Cumhurbaşkanı ve AKP Genel Başkanı Recep Tayyip Erdoğan’ın eski metin yazarı, Aydın Ünal, “Hatasız kul olmaz. Recep Tayyip Erdoğan da bir kul, bir insan; onun da kuşkusuz hataları, kusurları var” değerlendirmesini yaptı, "küskün seçmenlere" seslendi.
Ünal, Yeni Şafak'taki yazısında, "Erdoğan 21 yıldır kesintisiz ülkeyi idare ediyor. Hem de ne ülke! Bir ateş çemberinin tam merkezinde. Keskin toplumsal fay hatları var. Kahramanları kadar hainleriyle de meşhur. Güç odaklarının av sahası. Terör örgütlerinin hedefi. Tarih içinde katmerlenmiş yoksulluk, ihmal, bakımsızlık, ilgisizlik, savaşlar, çatışmalar, kayıplar, bencillik, hırs… 21 yıldır hepsiyle ve daha fazlasıyla baş etmeye çalışıyor Erdoğan. Yüzyıllardır birikerek gelmiş nice sorunu çözmenin mücadelesini veriyor. Erdoğan çok ağır bir yük taşıyor. Kendi hayatından, ailesinden, sağlığından, can güvenliğinden fedakârlıkta bulunarak bu yükün altına giriyor. Herkes taşıyamaz o yükü. Taşısa bile, bu kadar uzun süre taşıyamaz, bu kadar dikkatle, rikkatle taşıyamaz" düşüncesini dile getirdi.

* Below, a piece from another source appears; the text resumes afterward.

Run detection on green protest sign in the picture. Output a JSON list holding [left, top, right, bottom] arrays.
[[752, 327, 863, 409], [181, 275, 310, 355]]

Ünal, şu ifadeleri kullandı:
"Kendinizi şöyle bir anlığına Erdoğan’ın yerine koyun. Ama makam aracındaki, makam koltuğundaki, meydanlardaki ya da zafer akşamı parti balkonundaki Erdoğan’ın değil; terör örgütlerinin, istihbarat örgütlerinin, çıkarları, rantları zedelenen şer odaklarının, batıl ideolojileri ile gözleri kararmış fanatiklerin, fasıkların, münafıkların, hainlerin hedefi olan Erdoğan’ın, çocukları neredeyse babasız büyümüş Erdoğan’ın, varlığını inancına, ülkesine, milletine adamış bir Erdoğan’ın yerine koyun kendinizi. Ne kadar taşıyabilirsiniz bu yükü? Ne kadar tahammül edebilirsiniz bu sorumluluğa, riske, tehlikeye, fedakârlığa? Erdoğan’ın, bir insan ve bir kul olarak hatalarını görenler, kimi zaman işte bu büyük resmi ıskalayıp detaylara takılıyorlar. Kırılıyor, küsüyor, darılıyor, gönül koyuyorlar.
Burada kalıp, sandığa gitmeye, oy vermeye tereddüt edenler de var. İşte onların, 14 Mayıs günü, küçük meseleleri bir kenara koyup, büyük meseleyi vicdan terazilerinde tartacaklarına eminim. Sizi kırdılar, küstürdüler, uzaklaştırdılar, canınızı sıktılar. Eyvallah. Haklısınız. Çok haklısınız. Ama vereceğiniz ceza ile cürüm arasında hakkaniyetli bir oran olduğuna emin misiniz?"